Turkey’s new central bank chief will hold a call with bank CEOs on Sunday afternoon, a day after he was appointed in a shock leadership overhaul that left investors predicting quick rate cuts and a lira selloff, two sources told Reuters.
In his first comments as governor, Sahap Kavcioglu said on Sunday the bank would continue to set policy to permanently lower inflation, which has been stuck in double digits for most of the last four years.
President Tayyip Erdogan abruptly sacked former central bank chief Naci Agbal in the early hours of Saturday, two days after a sharp interest rate hike, and named Kavcioglu, who like the president is an outspoken critic of tight monetary policy.

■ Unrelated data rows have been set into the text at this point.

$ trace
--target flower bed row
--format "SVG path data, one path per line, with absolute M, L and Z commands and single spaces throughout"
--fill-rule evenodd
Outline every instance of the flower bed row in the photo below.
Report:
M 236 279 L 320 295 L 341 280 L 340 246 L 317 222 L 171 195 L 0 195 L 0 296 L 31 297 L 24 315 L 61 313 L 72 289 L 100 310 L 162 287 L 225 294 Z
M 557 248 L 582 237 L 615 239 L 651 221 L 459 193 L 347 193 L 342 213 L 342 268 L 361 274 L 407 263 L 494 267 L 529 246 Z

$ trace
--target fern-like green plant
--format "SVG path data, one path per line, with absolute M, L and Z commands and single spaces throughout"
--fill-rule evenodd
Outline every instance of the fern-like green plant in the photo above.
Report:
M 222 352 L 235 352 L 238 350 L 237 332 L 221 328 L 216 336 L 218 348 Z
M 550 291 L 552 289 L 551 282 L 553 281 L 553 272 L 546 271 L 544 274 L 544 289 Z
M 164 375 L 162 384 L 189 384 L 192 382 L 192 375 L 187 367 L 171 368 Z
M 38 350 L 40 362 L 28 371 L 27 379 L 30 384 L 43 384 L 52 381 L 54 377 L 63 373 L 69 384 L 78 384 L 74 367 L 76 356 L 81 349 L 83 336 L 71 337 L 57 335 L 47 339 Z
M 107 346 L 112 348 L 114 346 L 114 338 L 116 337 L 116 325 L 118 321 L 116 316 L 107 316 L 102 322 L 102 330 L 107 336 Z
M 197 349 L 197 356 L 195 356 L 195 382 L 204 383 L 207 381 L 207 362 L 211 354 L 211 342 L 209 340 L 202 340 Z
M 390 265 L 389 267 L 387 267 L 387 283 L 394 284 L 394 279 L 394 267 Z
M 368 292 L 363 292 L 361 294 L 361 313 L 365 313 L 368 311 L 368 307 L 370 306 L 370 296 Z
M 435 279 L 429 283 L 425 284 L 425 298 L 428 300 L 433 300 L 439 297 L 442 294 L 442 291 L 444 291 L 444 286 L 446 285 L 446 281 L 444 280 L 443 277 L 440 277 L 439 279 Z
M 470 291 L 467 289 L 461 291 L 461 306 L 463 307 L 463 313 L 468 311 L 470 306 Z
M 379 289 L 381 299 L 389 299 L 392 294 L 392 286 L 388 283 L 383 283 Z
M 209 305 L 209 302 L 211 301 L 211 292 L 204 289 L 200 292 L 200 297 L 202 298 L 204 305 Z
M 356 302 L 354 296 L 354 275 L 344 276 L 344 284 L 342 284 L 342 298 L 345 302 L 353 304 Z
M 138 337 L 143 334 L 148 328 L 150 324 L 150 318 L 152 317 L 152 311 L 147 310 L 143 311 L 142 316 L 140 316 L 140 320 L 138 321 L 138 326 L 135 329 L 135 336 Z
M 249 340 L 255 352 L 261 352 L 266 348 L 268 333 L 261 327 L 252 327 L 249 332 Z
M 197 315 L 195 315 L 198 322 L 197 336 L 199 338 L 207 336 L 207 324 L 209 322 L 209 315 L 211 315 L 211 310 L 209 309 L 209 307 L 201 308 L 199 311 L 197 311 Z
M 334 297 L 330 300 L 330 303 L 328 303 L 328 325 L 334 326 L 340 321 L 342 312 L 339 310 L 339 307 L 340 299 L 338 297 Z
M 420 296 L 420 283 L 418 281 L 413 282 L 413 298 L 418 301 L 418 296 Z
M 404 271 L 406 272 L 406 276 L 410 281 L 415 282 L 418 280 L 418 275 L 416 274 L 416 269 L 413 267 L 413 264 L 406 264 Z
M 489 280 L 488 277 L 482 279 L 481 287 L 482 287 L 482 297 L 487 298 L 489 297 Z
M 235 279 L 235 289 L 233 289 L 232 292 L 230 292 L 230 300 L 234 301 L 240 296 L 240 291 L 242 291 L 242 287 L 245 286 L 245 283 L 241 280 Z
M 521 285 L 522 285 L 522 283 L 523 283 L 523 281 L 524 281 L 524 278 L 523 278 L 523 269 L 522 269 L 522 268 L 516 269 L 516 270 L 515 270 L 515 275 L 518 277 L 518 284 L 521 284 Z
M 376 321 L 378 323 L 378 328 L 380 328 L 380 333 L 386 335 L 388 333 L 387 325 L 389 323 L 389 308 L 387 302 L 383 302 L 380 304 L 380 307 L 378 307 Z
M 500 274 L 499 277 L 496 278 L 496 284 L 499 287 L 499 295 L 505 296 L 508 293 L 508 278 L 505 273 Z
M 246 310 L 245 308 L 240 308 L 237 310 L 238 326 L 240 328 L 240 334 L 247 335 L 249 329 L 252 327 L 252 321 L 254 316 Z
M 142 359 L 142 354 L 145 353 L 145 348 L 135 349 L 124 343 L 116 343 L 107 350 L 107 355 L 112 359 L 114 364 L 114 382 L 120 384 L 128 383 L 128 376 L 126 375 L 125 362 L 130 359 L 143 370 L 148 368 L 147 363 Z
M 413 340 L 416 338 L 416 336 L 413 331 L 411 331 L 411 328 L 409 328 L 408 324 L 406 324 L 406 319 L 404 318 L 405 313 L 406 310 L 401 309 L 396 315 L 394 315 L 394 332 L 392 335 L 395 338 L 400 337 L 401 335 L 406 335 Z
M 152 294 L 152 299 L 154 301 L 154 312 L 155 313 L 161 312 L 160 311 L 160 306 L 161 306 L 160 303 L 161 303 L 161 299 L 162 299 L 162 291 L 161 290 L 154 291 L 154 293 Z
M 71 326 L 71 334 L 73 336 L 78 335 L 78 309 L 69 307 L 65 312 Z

It was the third time since mid-2019 that Erdogan had ousted the head of the central bank, again threatening credibility that Agbal had begun to restore with a more orthodox approach since he took the reins in early November, analysts said.
“It is going to be a dark and long day on Monday,” said one local fund manager.
Cristian Maggio, EM strategy head at TD Securities, said the lira was likely to shed up to 5% initially, and possibly 10-15% in coming days.
“This announcement demonstrates the erratic nature of policy decisions in Turkey, especially with regard to monetary matters,” he said. Kavcioglu represents a risk of “looser, unorthodox, and eventually mostly pro-growth policies from now on”.
The online call with the heads of Turkey’s big private and public lenders will aim to address the current market and policy situation, said the two sources with direct knowledge of it.
The central bank did not immediately comment on the call. Kavcioglu, a former banker and lawmaker in Erdogan’s ruling AK Party (AKP), visited the central bank’s headquarters in Ankara earlier on Sunday.
The call could shed light on how policy might shift given Kavcioglu’s public calls for looser policy. In a newspaper column last month, he said — contrary to monetary orthodoxy — that high rates “indirectly cause inflation to rise”.
WEEKEND OF QUESTIONS
In his less than five months in the job, Agbal had hiked the key rate to 19% from 10.25%, including a 200 basis point rise on Thursday to head off inflation near 16% and a recent lira slide.
His hawkish stance lifted the lira from record lows beyond 8.5 per dollar in November, dramatically cut Turkey’s CDS risk measures and started to reverse a years-long trend of funds abandoning local assets.
The lira had gained more than 3% since Thursday’s hike.
But after Erdogan ousted Agbal in the early hours of Saturday, investors told Reuters they had worked through the weekend to predict how quickly and sharply Kavcioglu might slash rates — and how much the currency would retreat from its Friday close of 7.2185 versus the dollar.
The heads of some local treasury desks estimated that offers could range from 7.75 to nearly 8.00 on Monday. At Istanbul’s Grand Bazaar on Saturday, one trader said a dollar bought 7.80-7.90 of the local currency.
Turkish stocks and bonds were also expected to drop in early-week volatility.
Kavcioglu said in Sunday’s statement that policy meetings will remain on a monthly schedule, suggesting any rate cuts may wait until the next planned meeting on April 15.